Dengan nomor Kontrak : HK.02.01/05BWS.5.11.1/SNVT.PJPA.WS-BH.RA/2025 Tanggal. Kontrak : 06.Nopember 2025 s.d 31 Maret 2026 Sumber Dana: APBN Nilai Kontrak: Rp 76.130.630.000.00. Waktu Pelaksanaan: 146 (Seratus Empat Puluh Enam Hari) Kalender Tanpa Konsultan Kontraktor: PT. Brantas Abipraya (Persero).

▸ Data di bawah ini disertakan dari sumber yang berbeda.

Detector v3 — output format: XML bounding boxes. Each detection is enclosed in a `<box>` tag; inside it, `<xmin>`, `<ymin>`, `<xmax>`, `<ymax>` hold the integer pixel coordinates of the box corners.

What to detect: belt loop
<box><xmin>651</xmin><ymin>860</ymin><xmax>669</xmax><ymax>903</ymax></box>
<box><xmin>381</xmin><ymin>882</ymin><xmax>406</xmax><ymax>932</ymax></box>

Proyek tersebut kata Almar Juan Pasaribu, SH selakua penggiat anti korupsi Front Aliansi Rakyat Anti KKN kepada wartawan (06/05/2026) material pemasangan dranase irigasi sepanjang nagari batu panjang Kec. Pancung Soal Kabupaten Pesisir Selatan oleh rekanan BWSS V Padang memakai adukan material tidak sebanding, seperti lebih dominan banyak pasir dari pada semen, sementara oknum kontraktor menggunakan semen merk merdeka saat itu, sementara kita sudah memproduksi semen padang (lokal) tentu harga ini lebih jauh lebih murah, dan kualitasnya tidak sama ujar Almar Juan saat menunjukkan photo dokumen bertanggal.

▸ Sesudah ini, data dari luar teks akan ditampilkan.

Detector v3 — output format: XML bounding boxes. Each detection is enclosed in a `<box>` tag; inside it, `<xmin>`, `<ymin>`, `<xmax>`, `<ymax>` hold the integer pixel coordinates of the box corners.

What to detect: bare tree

Sambungnya lagi, (Almar Juan) kita akan segera Surati Kejaksaan Tinggi Sumatera Barat dan Kementerian PU agar mengkroscek kelapangan dan melihat kualitas dan kuantitas pekerjaan rekanan BWSS V Padang material yang di pakai, dan kita minta minta kepada penyidik segera periksa oknum PPK dan Satker yang terkait proyek tersebut, ini adalah Intruksi Presiden (Inpres) Tahap Ke III untuk 14 Kab./Kota Sesumbar dan percepatan saluran irigasi bagi masyarakat petani bebernya.

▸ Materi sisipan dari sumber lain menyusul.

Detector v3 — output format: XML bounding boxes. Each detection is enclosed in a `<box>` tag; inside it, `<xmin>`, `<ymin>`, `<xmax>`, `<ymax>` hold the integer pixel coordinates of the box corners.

Pekerjaan DI BWSS V Padang ini di satuan Satker Pengelolaan Jaringan Perpipaan Air (PJPA) eks. Saat ini PJ Balai.
Dengan bukti dokumentasi di lapangan dan photo visual yang kami miliki, kita akan laporkan kepada Kejaksaan Tinggi Sumatera Barat dan Kementerian PU, kita lihat begronnya pak menteri Dody Anggodo orangnya sangat tegas kepada bawahannya.
Sementara awak media bertanya kepada PPK BWSS V Padang Eka Hendra Putra, saat di tanya ia mengatakan itu bukan proyek saya, kami ada tiga PPK di situ (Pessel) dan itu proyek inpres ucapnya via WhatsAppnya kemarin.